Friday, December 12, 2008

The Story of Adele H.

The Story of Adele H. is an engaging film, one which is much less dense and abstractly intellectualized as most of the films we have viewed are, and was enjoyable and easily moving in this sense. It is, as well, the fictional recreation of an actual person and actual events, which Truffaut did not attempt to skew in any way. It therefore dons the ever-affecting element of reality (that is, interesting reality). And in this sense, and in a cinematic sense, the film itself felt distant from New Wave tendencies. It was a character study more than it seemed to be a study of film itself, or the practice in experimentation and the evolution of the cinema. It was nonetheless quite well done, and interesting in its approach to its subject matter. Adele’s tormented past and current obsession are effectively juxtaposed through vague yet revealing dream sequences and moments of utter lonesomeness and pitiful and spiteful displays of affection.
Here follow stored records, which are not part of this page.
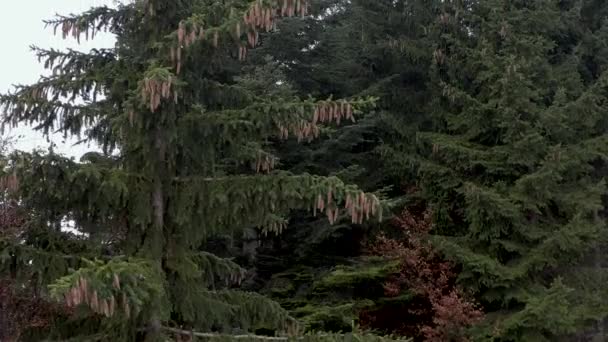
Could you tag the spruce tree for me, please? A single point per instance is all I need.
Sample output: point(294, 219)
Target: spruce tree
point(356, 47)
point(185, 158)
point(513, 168)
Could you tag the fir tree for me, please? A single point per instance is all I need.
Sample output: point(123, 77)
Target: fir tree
point(514, 167)
point(164, 98)
point(356, 47)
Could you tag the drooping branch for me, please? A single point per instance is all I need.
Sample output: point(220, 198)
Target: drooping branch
point(259, 15)
point(93, 21)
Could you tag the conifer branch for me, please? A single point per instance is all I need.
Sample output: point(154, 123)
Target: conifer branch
point(251, 337)
point(92, 21)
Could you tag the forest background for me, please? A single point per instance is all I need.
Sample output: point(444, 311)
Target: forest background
point(314, 170)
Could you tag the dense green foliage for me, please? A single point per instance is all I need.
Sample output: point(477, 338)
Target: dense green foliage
point(228, 126)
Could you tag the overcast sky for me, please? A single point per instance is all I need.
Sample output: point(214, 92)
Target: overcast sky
point(21, 26)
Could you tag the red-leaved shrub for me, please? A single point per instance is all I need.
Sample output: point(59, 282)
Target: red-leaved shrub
point(440, 311)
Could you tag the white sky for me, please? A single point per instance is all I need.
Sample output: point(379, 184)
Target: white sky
point(21, 26)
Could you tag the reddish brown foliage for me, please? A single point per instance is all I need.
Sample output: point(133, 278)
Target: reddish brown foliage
point(440, 311)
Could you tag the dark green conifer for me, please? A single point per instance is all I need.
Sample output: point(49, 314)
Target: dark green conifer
point(514, 168)
point(192, 162)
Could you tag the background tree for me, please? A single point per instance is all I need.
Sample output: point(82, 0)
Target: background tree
point(188, 136)
point(513, 168)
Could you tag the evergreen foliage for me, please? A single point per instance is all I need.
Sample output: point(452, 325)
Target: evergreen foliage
point(193, 162)
point(514, 167)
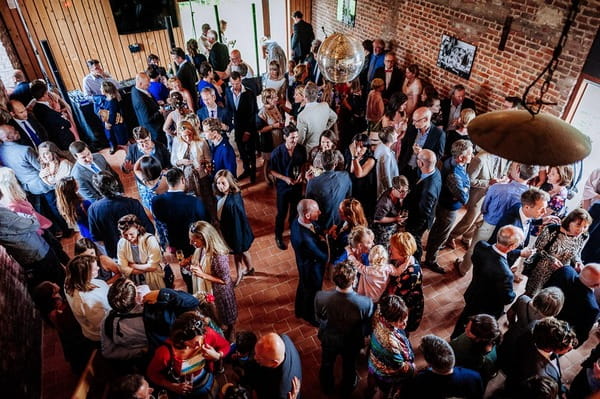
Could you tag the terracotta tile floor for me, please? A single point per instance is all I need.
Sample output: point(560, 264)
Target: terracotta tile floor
point(266, 300)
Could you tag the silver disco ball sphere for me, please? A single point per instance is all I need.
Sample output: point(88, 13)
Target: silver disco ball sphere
point(340, 58)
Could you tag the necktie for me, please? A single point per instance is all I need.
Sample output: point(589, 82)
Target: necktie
point(95, 168)
point(32, 134)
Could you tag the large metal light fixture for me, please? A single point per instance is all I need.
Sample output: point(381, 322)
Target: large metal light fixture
point(340, 58)
point(528, 136)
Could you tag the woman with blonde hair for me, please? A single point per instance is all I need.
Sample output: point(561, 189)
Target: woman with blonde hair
point(269, 122)
point(461, 132)
point(72, 206)
point(210, 270)
point(175, 85)
point(409, 283)
point(87, 295)
point(139, 254)
point(234, 223)
point(54, 163)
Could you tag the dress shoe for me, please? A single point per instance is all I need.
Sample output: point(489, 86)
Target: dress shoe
point(280, 244)
point(434, 267)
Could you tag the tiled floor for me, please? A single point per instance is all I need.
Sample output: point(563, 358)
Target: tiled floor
point(266, 299)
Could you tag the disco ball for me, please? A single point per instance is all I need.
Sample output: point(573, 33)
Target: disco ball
point(340, 58)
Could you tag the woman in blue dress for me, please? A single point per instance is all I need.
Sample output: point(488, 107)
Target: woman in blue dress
point(235, 227)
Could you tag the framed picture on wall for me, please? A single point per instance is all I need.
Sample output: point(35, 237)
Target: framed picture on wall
point(346, 12)
point(456, 56)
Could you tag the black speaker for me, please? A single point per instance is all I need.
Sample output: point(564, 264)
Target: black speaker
point(54, 70)
point(169, 25)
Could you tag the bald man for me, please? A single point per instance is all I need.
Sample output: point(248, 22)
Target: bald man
point(311, 256)
point(422, 134)
point(581, 308)
point(234, 65)
point(276, 370)
point(147, 109)
point(423, 197)
point(21, 91)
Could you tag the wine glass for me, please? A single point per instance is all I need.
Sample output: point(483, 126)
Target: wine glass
point(179, 255)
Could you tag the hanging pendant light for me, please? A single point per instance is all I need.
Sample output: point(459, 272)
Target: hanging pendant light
point(340, 58)
point(528, 136)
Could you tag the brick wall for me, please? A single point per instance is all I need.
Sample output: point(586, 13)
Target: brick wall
point(415, 29)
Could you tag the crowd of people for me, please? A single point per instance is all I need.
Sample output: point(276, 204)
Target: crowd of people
point(361, 171)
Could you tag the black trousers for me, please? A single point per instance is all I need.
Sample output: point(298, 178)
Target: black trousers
point(287, 201)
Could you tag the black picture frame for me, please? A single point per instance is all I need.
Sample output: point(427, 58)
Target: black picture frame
point(456, 56)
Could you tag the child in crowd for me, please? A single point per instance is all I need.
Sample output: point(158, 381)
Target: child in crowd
point(374, 278)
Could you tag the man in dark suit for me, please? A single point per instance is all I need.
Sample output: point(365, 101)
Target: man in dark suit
point(581, 308)
point(301, 38)
point(391, 75)
point(242, 109)
point(87, 166)
point(344, 320)
point(57, 127)
point(186, 72)
point(147, 109)
point(454, 194)
point(218, 56)
point(538, 352)
point(492, 285)
point(329, 190)
point(420, 135)
point(213, 110)
point(529, 211)
point(423, 198)
point(311, 256)
point(21, 92)
point(453, 106)
point(32, 133)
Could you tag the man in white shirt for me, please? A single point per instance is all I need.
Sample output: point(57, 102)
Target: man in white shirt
point(314, 119)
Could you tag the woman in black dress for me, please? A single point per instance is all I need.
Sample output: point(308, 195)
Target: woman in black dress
point(234, 222)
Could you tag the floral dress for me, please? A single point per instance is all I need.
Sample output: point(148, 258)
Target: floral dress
point(409, 286)
point(565, 248)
The obsession becomes something which seems to replace the misery of her past, a thing to which she can attach herself and move away, both physically and emotionally, from the death of her sister. When, Lt. Pinson rejects her, it throws her more deeply into her past and ultimately results in another obsession from which she never truly frees herself. In the end, she is so far gone that the sight of Lt. Pinson, who is now following her, is nothing to her—she appears as though she is sleepwalking (though not literally, of course) and shows him no regard, as if he were invisible; it was never him to begin with that she was obsessed with, rather, it was the idea of some kind of escape.